Logistical hurdles, partisan disagreements remain.
Minnesota lawmakers scrambled Tuesday to begin cobbling together a relief plan for residents facing massive health insurance premium hikes, but logistical hurdles and disagreements between the Republican-controlled Legislature and Democratic Gov. Mark Dayton could make it weeks or longer before checks are delivered.
Minnesota is grappling with some of the largest rate increases in the nation for 2017, driven by higher-than-expected medical costs from a small, severely sick population in the individual market — where residents who aren't covered through employers or by public programs such as Medical Assistance get coverage. The Legislature kicked off 2017's session focused squarely on tackling the 50 percent to 67 percent premium hikes on the individual market after talk of a special session fizzled out last month.
The end of open enrollment Jan. 31 brings a new deadline to offer an estimated 100,000 people affected by the increases an assurance that help is on the way. Committees in both the House and Senate approved a package that would help cut total monthly premiums by up to 30 percent, aiming to get a bill on Dayton's desk as soon as next week. But first they need to resolve a standoff over how to craft that approach to help residents like Karen Laumb.
Laumb, a thyroid cancer survivor, urged lawmakers to act quickly to help not only reduce her premiums but restore her ability to see her doctors, who she had to stop seeing with the New Year after her plan was switched. She's scared she's facing "financial ruin" and worries 2017 will be the last year she can continue running her own health care consulting business due to outsized health insurance costs.
"I really worry what 2018 will look like for me," Laumb said at the Capitol Tuesday.
Laumb is one of many targeted by the relief effort: She's paying the full increase because she makes too much to get federal subsidies available through the state's insurance exchange, MNsure.

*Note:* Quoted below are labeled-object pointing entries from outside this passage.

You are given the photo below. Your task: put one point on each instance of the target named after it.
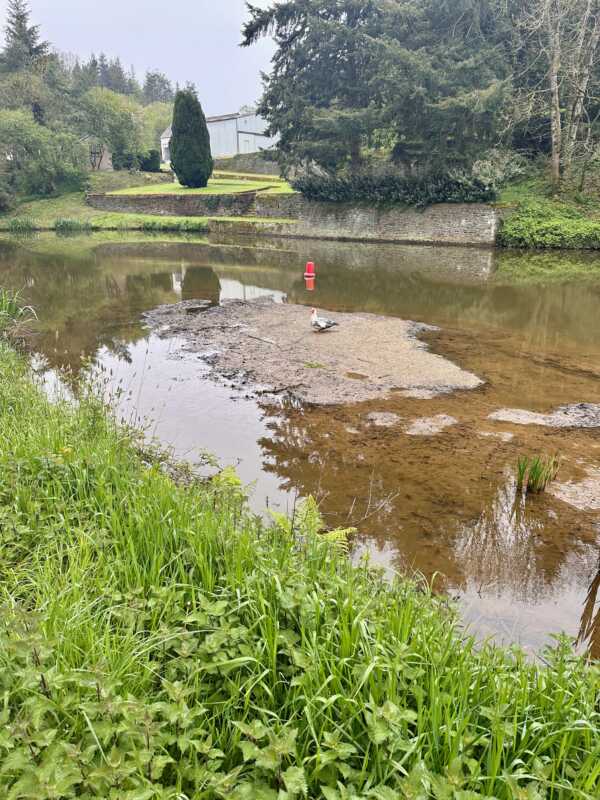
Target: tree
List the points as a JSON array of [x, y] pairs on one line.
[[157, 88], [191, 158], [23, 46], [561, 44], [427, 81], [40, 161], [111, 120]]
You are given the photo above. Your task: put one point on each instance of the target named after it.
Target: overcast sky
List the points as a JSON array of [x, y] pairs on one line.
[[189, 40]]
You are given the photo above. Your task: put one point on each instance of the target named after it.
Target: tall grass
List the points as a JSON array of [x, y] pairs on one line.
[[72, 227], [158, 641], [12, 310], [535, 473], [22, 226]]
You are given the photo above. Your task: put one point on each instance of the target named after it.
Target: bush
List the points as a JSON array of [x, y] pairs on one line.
[[150, 161], [547, 225], [144, 161], [6, 200], [394, 188], [191, 158]]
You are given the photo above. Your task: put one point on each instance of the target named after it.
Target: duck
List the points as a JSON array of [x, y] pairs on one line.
[[321, 324]]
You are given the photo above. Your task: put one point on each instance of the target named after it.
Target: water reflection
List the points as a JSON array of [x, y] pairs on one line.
[[444, 504]]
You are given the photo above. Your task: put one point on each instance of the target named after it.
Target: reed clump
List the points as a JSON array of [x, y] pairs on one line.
[[534, 473], [160, 641]]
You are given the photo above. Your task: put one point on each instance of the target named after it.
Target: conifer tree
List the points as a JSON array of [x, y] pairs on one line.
[[23, 46], [191, 159]]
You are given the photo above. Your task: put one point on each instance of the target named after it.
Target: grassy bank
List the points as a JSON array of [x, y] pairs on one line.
[[158, 641], [541, 220], [69, 213], [216, 186]]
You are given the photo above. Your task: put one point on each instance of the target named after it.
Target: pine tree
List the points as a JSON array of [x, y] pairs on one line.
[[191, 159], [23, 46]]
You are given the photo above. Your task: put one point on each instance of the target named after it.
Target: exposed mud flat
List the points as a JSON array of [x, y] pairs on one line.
[[271, 347], [576, 415], [583, 495]]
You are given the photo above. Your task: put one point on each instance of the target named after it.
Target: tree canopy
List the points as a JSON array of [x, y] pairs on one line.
[[429, 84], [191, 158]]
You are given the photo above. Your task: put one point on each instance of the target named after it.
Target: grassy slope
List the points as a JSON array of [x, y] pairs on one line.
[[159, 642], [216, 186], [44, 213], [541, 220]]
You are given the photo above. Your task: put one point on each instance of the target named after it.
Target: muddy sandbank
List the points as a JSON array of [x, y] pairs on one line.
[[272, 348]]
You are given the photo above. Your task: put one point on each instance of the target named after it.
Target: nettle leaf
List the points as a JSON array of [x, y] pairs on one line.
[[159, 764], [294, 779], [250, 751], [253, 791], [255, 730]]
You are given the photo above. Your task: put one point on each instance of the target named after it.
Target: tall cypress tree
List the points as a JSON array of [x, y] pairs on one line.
[[191, 159]]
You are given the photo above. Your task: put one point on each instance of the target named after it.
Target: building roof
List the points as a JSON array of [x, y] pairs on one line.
[[168, 133]]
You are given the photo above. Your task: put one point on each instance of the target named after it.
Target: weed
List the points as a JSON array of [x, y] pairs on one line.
[[535, 473], [163, 641]]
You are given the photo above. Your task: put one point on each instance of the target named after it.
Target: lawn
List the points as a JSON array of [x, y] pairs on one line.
[[216, 186], [157, 640], [71, 210]]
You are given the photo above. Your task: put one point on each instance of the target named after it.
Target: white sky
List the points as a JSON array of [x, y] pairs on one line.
[[188, 40]]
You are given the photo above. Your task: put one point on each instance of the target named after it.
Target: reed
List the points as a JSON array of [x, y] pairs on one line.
[[160, 641], [535, 473], [21, 226]]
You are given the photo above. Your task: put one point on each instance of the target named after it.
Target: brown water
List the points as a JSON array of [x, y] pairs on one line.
[[442, 505]]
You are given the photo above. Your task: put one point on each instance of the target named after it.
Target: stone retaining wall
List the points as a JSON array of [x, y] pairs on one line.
[[445, 223]]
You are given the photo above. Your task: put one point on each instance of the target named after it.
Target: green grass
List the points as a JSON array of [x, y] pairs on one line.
[[44, 215], [535, 473], [216, 186], [112, 181], [159, 641]]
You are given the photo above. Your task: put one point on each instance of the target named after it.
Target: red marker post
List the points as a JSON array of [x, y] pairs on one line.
[[309, 276]]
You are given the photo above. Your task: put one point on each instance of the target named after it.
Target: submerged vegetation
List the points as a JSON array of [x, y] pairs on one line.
[[535, 473], [159, 641]]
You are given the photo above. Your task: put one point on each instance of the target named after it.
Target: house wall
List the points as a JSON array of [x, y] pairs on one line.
[[232, 136]]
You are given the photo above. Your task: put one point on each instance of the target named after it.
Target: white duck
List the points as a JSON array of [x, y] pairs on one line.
[[320, 324]]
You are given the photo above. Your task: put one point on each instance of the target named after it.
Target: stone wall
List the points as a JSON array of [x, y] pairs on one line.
[[445, 223]]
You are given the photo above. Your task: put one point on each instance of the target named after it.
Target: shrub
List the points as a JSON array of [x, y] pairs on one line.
[[145, 161], [150, 161], [393, 188], [191, 158], [548, 225], [6, 200]]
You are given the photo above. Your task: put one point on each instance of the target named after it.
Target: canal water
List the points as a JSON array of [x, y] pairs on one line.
[[444, 506]]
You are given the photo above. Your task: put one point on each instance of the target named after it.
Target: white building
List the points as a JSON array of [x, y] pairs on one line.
[[230, 135]]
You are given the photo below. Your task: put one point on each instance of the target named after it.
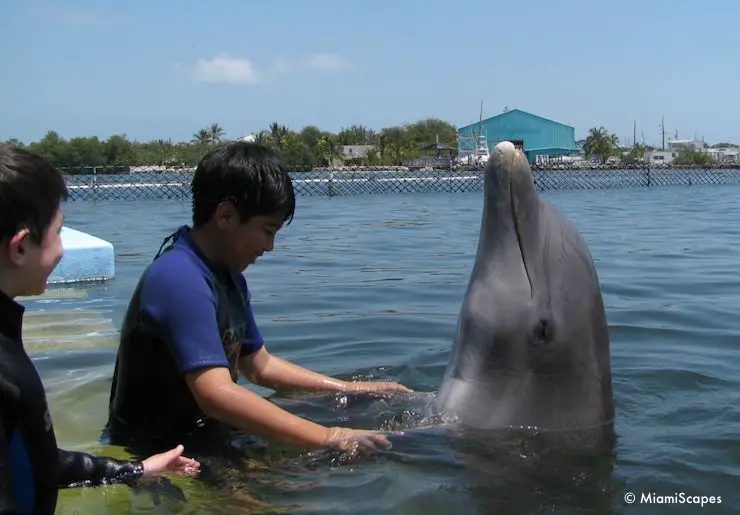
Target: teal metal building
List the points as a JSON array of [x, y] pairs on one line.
[[535, 135]]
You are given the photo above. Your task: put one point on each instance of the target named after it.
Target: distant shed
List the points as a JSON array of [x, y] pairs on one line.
[[536, 135]]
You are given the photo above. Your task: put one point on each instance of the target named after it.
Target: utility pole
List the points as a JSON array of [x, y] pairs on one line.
[[634, 134], [662, 131]]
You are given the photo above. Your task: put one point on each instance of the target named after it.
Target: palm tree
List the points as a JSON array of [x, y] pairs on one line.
[[216, 132], [601, 144], [202, 137]]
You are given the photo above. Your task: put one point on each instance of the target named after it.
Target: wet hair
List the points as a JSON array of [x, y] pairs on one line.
[[250, 175], [31, 192]]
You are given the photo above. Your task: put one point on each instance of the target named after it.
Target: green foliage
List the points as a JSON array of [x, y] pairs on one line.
[[306, 149], [601, 144], [636, 155], [692, 156]]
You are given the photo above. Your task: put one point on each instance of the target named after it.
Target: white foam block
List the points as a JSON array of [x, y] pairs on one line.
[[86, 258]]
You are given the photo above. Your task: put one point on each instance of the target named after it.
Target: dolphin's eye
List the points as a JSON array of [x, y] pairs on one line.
[[542, 333]]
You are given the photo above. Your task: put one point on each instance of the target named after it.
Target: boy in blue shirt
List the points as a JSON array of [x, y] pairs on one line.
[[190, 329], [32, 467]]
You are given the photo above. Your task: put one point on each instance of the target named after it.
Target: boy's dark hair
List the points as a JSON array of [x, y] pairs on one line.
[[31, 191], [248, 174]]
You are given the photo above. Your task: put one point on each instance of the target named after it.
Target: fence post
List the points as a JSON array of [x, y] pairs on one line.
[[648, 176], [94, 185], [330, 189]]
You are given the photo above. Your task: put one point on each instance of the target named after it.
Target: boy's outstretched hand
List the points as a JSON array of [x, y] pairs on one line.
[[352, 440], [376, 386], [171, 461]]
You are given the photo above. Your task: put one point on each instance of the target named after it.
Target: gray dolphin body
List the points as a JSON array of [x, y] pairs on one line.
[[532, 346]]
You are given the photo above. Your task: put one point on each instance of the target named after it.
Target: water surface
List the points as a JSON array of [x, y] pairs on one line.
[[370, 287]]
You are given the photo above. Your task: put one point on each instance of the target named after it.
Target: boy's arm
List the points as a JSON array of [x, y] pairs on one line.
[[260, 367], [263, 369], [222, 399]]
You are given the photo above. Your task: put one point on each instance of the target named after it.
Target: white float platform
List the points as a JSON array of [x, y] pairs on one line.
[[86, 258]]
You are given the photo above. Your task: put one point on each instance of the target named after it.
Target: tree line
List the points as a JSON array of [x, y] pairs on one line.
[[306, 149], [301, 150], [600, 145]]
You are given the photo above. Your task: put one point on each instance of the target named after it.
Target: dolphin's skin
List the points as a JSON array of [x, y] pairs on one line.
[[532, 346]]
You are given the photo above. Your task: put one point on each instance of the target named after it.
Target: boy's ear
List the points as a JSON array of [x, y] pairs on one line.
[[17, 246]]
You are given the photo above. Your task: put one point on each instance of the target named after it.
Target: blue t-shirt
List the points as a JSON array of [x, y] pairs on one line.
[[186, 314]]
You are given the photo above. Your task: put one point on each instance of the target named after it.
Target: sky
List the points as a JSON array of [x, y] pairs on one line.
[[166, 69]]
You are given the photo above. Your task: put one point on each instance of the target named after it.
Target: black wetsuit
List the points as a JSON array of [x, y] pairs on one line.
[[32, 467]]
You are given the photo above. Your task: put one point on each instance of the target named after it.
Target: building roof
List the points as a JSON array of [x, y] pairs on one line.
[[510, 111]]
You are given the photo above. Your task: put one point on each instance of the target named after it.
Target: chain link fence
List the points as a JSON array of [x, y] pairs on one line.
[[156, 184]]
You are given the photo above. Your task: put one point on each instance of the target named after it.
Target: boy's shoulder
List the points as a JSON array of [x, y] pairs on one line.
[[177, 266]]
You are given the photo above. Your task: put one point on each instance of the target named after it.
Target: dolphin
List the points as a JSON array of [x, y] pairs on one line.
[[531, 349]]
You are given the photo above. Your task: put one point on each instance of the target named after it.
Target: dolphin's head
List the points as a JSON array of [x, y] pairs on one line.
[[532, 347]]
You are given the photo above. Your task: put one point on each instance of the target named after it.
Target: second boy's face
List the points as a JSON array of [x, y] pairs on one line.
[[36, 262], [254, 238]]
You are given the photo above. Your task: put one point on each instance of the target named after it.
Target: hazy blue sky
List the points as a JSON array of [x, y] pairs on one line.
[[164, 69]]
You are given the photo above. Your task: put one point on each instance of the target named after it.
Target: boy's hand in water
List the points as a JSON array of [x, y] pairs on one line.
[[346, 439], [171, 461], [376, 386]]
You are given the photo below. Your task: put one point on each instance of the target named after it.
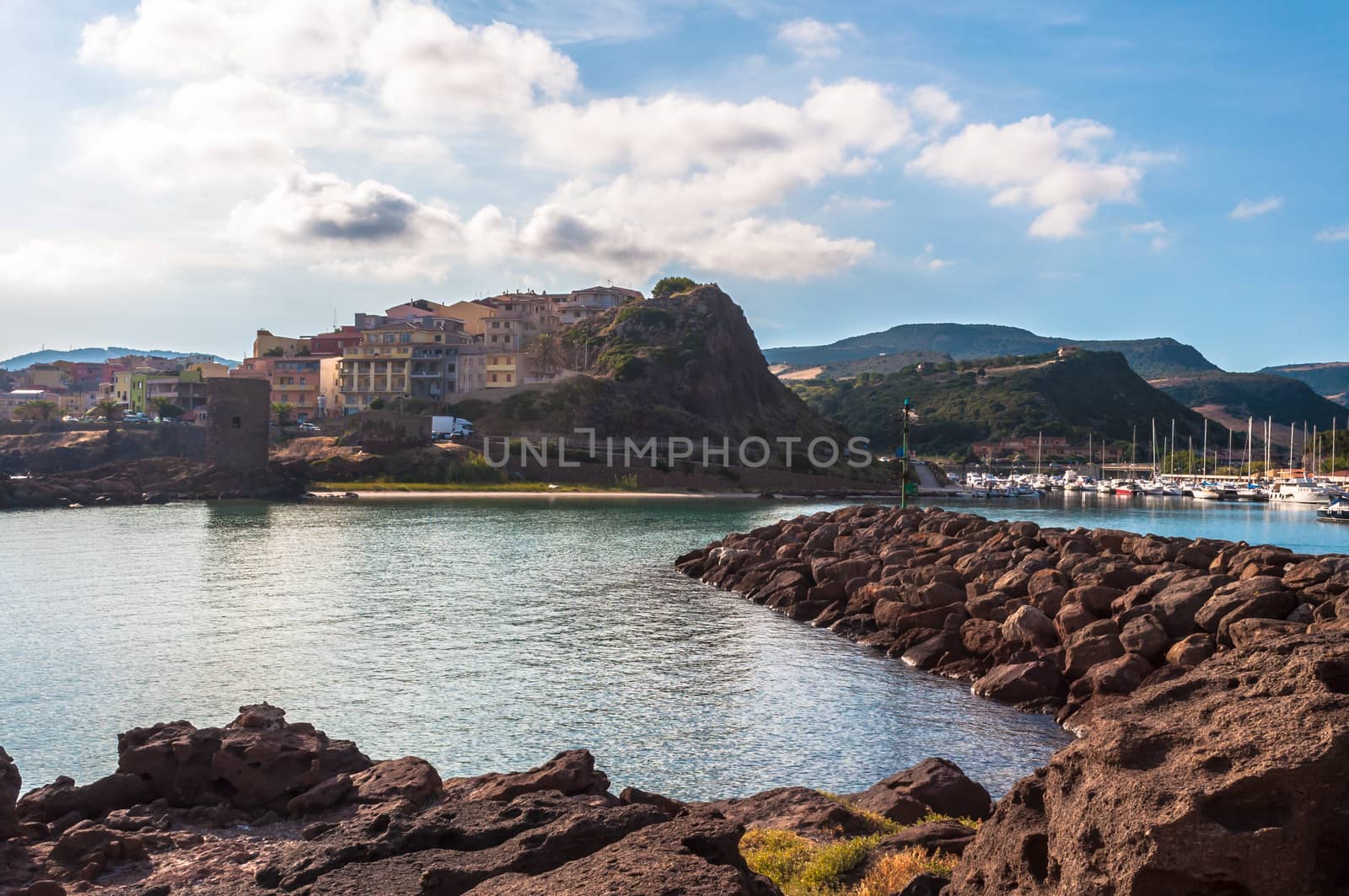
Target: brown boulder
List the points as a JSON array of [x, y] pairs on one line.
[[793, 808], [1146, 636], [1031, 628], [10, 786], [938, 784], [695, 856], [1024, 683], [1228, 781], [946, 837], [1191, 649], [570, 772], [256, 761]]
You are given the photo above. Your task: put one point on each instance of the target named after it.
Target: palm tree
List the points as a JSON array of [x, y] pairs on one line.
[[165, 408], [38, 409], [546, 354]]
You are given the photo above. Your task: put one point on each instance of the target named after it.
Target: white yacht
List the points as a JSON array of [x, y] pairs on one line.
[[1305, 491]]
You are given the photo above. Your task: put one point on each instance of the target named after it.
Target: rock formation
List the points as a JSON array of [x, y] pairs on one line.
[[1050, 620], [1231, 781], [266, 806]]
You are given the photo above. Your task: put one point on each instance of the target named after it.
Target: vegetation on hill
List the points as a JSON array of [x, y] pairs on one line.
[[1329, 379], [953, 405], [1150, 358], [91, 357], [1258, 395]]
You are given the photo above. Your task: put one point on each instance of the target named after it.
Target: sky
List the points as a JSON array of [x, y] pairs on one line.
[[181, 173]]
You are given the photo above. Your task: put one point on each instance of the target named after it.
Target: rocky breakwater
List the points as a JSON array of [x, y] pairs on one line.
[[266, 806], [152, 480], [1232, 781], [1063, 621]]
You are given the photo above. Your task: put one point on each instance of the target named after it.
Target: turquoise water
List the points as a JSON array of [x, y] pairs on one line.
[[490, 635], [476, 635]]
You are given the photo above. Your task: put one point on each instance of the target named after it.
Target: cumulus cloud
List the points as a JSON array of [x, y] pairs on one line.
[[1248, 209], [1036, 164], [1157, 229], [64, 266], [815, 40], [930, 262]]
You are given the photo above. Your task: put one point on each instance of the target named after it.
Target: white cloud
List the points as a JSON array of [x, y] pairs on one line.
[[1035, 162], [1157, 229], [1248, 209], [64, 266], [840, 202], [930, 262], [424, 64], [815, 40]]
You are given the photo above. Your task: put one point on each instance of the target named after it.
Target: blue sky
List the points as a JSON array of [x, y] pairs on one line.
[[182, 173]]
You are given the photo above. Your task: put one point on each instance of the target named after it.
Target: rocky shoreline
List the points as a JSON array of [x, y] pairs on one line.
[[266, 806], [1062, 621]]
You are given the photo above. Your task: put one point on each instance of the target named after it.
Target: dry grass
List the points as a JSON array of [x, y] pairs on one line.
[[895, 871]]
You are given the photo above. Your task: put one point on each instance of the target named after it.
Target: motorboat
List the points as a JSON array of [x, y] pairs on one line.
[[1305, 491], [1337, 512]]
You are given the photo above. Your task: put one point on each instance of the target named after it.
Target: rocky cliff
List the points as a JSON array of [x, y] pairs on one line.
[[680, 366]]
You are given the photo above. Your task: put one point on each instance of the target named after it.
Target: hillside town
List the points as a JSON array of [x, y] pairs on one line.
[[416, 354]]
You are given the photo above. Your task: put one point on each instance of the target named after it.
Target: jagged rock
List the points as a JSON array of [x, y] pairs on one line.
[[695, 856], [1036, 683], [799, 810], [256, 761], [10, 786], [948, 837], [1191, 651], [1031, 628], [937, 783], [571, 772], [1229, 781]]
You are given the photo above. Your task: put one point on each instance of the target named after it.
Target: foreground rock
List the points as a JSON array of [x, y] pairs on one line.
[[1049, 620], [1229, 781], [269, 806]]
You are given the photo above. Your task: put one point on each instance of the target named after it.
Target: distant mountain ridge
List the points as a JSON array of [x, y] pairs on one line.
[[1329, 378], [1150, 358], [94, 357]]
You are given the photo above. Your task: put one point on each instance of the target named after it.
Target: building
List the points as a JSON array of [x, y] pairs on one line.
[[296, 381], [186, 389], [401, 361]]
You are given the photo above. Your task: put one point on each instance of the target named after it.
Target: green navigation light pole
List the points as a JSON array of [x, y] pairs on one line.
[[904, 455]]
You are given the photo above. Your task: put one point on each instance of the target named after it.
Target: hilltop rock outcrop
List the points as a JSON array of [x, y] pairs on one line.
[[1231, 781], [1050, 620]]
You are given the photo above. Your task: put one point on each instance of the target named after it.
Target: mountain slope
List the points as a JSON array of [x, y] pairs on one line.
[[1329, 379], [91, 357], [1258, 395], [1150, 358], [1074, 395], [680, 366]]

The GOP's plan would dole out nearly $300 million in state support based upon income — a 30 percent cut to monthly premiums for families making three times the poverty level, while those making more would see a reduction of 25 percent or less. The relief would be capped for those making eight times the poverty level.
But that setup would require new programs to check income, verify insurance coverage and more, which Dayton's administration has criticized as too cumbersome, suggesting it may cost up to $20 million to implement and take an entire year to launch and begin delivering checks. Department of Revenue Commissioner Cynthia Bauerly also said the relief checks outlined in the GOP plan could ultimately be taxed by the federal government, though how large a tax bill those residents would face is unclear.
"This process creates red tape and delays," Minnesota Management and Budget Commissioner Myron Frans told a House committee Tuesday.
Dayton's proposal would route the same $300 million sum directly to health insurance companies, buying down premiums for all qualifying shoppers by 25 percent, regardless of income.
Sen. Michelle Benson, a top Senate Republican on health care issues, said the large sum of money warrants some extra verification but said she'd work with Dayton's administration to fine-tune the method.